Museum of Humankind
Richard Leakey, renowned Kenyan paleoanthropologist, conservationist, and politician. announces the campaign for a new museum dedicated to the story of humans, Ngaren: The Museum of Humankind, designed by Studio Libeskind.
The unprecedented project located in Kenya’s Rift Valley is designed by architect Daniel Libeskind, Studio Libeskind, the master plan architect of the World Trade Center site. Ngaren is the culmination of Dr. Leakey’s life’s work –whose fossil discoveries have helped reveal how humans evolved. The Museum will be the first centre of its kind to present research, discovery, and exploration of more than two million years of human history and the origins of our universe from evolution, biodiversity, overpopulation, to war, disease, and climate change.
“Ngaren is not just another museum, but a call to action,” says Dr. Richard Leakey, Founder. “As we peer back through the fossil record, through layer upon layer of long extinct species, many of which thrived far longer that the human species is ever likely to do, we are reminded of our mortality as a species,” added Leakey.
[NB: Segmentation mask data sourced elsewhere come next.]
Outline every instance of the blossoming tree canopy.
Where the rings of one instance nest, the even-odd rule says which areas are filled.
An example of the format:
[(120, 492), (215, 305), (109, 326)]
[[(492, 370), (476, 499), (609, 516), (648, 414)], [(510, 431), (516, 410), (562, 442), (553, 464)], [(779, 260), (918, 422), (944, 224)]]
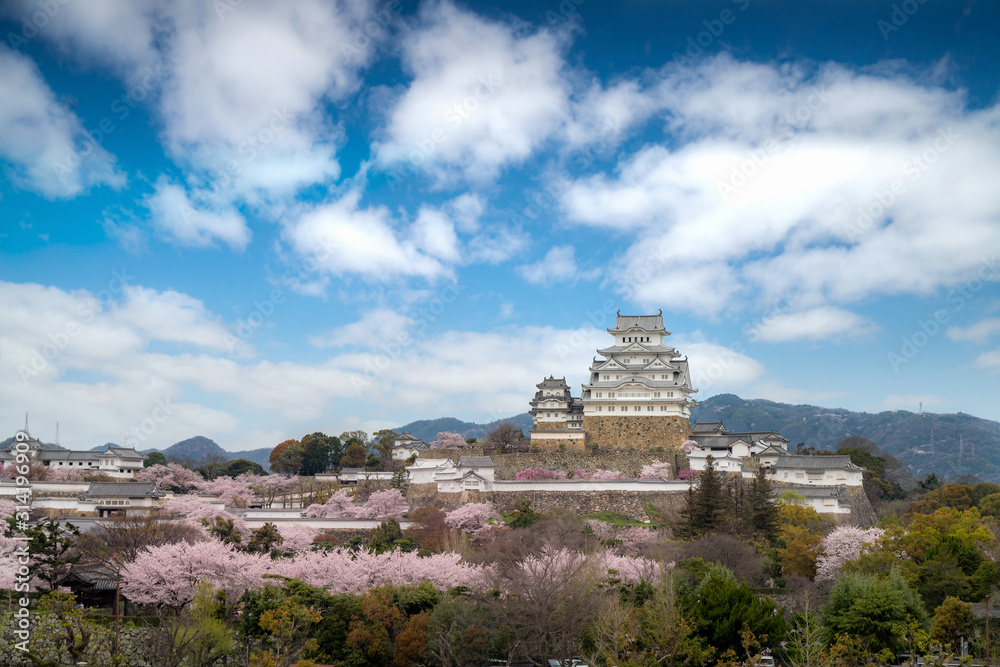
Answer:
[(306, 516), (329, 519), (399, 519), (410, 509), (399, 489), (376, 491), (364, 504), (354, 502), (350, 491), (340, 489), (322, 505), (306, 508)]
[(502, 525), (500, 515), (489, 503), (466, 503), (448, 512), (444, 522), (449, 528), (474, 538), (482, 537)]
Dr. Leakey commissioned Studio Libeskind to create an iconic design that reflects the mission and values of the Museum. Sited on the edge of a cliff overlooking the Rift Valley—the cradle of humankind and where Leakey first discovered the most complete skeleton of early man, Turkana Boy. The design is inspired by the forms of ancient hand axes that were the first tools of early man marking the beginnings of human ingenuity. The monolithic volumes rise like vertical stalactite set against the dramatic landscape of greater Nairobi in Loodariak. Through a series of interactive, cutting-edge exhibition spaces, Ngaren will unravel the mysteries of our beginnings.
“The museum will be a place for discovery, wonder, and contemplation. Through the architecture and exhibitions, Ngaren will anchor all walks of life to Africa: the epicenter of human existence,” said architect Daniel Libeskind. “I created a series of dramatic spaces within the museum that are architecturally dynamic and provocative, creating a unique context for the museum’s exhibitions that does not pacify artifacts, but enhances and enlivens them,” added Libeskind.
The museum is scheduled to open in 2024 in Loodariak, Kenya. Studio Libeskind, working with local Kenyan architects, is the lead architect for the design and construction of the museum.